What loses sight of the wholeness of experience? Is there something separate from experience that is somehow observing it? Can you find this observer?
ah good point - within the thinking it is assumed there is a Me that tracks what is in awareness, by a thinking-echo - well really by thoughts about my conceptions of the experiences; that process gets displaced sometimes, and when it returns its story is that the Me was "lost in thinking" and had lost sight of the idea of wholeness it was maintaining. Actually nothing happened, there had been sensations and thinking, then just thinking - but it's all awareness, the "wholeness of awareness" doesn't need to be tracked by thinking, it is there anyway, there is no-one to "keep sight of it"

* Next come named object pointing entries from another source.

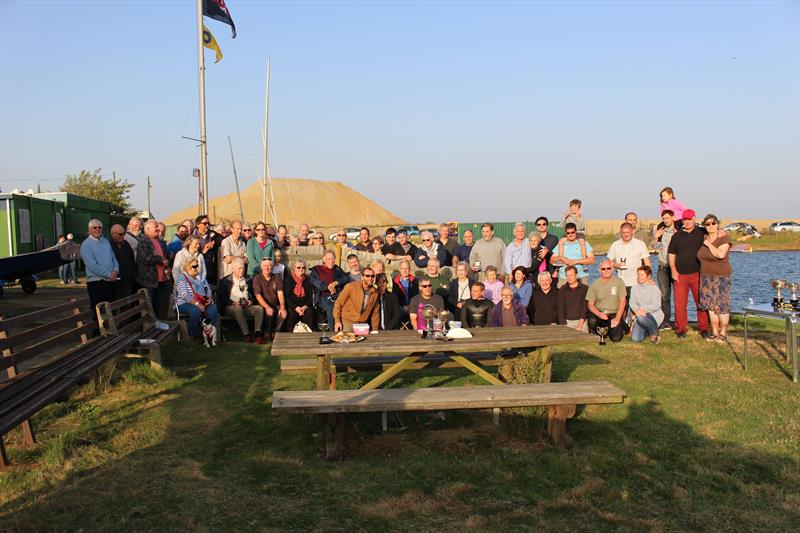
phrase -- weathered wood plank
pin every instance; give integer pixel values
(440, 398)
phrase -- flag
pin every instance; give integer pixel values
(211, 43)
(217, 10)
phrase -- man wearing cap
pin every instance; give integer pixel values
(685, 267)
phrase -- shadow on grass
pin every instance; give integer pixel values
(226, 461)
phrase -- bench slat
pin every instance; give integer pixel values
(43, 315)
(440, 398)
(44, 329)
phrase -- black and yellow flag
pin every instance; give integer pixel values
(210, 42)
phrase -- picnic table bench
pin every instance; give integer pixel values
(561, 400)
(60, 336)
(134, 317)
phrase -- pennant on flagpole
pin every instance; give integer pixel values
(211, 43)
(217, 10)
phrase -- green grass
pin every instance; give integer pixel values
(699, 444)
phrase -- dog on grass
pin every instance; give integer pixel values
(209, 333)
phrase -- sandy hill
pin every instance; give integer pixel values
(318, 203)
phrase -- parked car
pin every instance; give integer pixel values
(784, 226)
(412, 230)
(743, 228)
(352, 234)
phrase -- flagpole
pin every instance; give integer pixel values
(202, 80)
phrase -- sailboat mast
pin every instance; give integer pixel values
(201, 63)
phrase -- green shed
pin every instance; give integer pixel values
(79, 210)
(28, 223)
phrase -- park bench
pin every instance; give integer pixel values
(560, 399)
(55, 344)
(134, 314)
(361, 364)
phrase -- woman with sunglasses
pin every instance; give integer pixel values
(193, 294)
(191, 250)
(258, 248)
(299, 294)
(715, 278)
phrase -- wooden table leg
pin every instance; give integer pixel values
(334, 436)
(323, 372)
(392, 371)
(557, 423)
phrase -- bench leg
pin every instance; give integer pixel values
(557, 423)
(4, 462)
(334, 437)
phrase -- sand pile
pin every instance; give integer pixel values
(318, 203)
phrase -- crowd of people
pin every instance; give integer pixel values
(242, 271)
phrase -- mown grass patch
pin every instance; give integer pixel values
(698, 445)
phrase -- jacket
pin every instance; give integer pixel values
(350, 302)
(146, 261)
(519, 314)
(391, 311)
(320, 287)
(452, 294)
(224, 291)
(413, 289)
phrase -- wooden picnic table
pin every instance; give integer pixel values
(410, 345)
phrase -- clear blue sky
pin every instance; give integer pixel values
(502, 111)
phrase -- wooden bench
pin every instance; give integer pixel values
(363, 364)
(560, 399)
(134, 314)
(54, 344)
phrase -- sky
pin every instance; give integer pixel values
(436, 110)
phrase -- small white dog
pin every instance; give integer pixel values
(209, 333)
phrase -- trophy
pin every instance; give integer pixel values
(602, 331)
(428, 313)
(324, 326)
(794, 287)
(778, 284)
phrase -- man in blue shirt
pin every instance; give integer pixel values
(102, 268)
(574, 254)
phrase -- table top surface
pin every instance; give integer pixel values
(409, 341)
(768, 310)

You said: "you never lose sight of the wholeness of experience as it arises in awareness." and "notice how different aspects of experience arise and recede but don’t follow them, don’t grasp on to them. Don’t label them" but I know there must have been grasping and labelling of the elements of the "symphony", as the way of keeping sight of the wholeness of awareness. In other words this was a thinking process - hence its interruption by other thoughts.
Not sure what you mean here about awareness "being thinking"?
"Awareness being thinking" - I mean the presence of awareness being thinking rather than being sensations in other senses. We always know awareness as being something, there must be some appearance which is known, this can be the appearance of thinking. In your metaphor, you can never find the objects without the screen or vice versa.
Can I notice the wholeness of awareness without making this a thinking-watching process? Can thinking end a train of thought without the thought: "I was thinking, I was distracted from the process of noticing awareness"? I already know there is no I that could keep a separate view of the changing appearances, watching everything including thoughts. Yet when the thought occurs to notice the wholeness of awareness, the assumption jumps back that "I" can do this.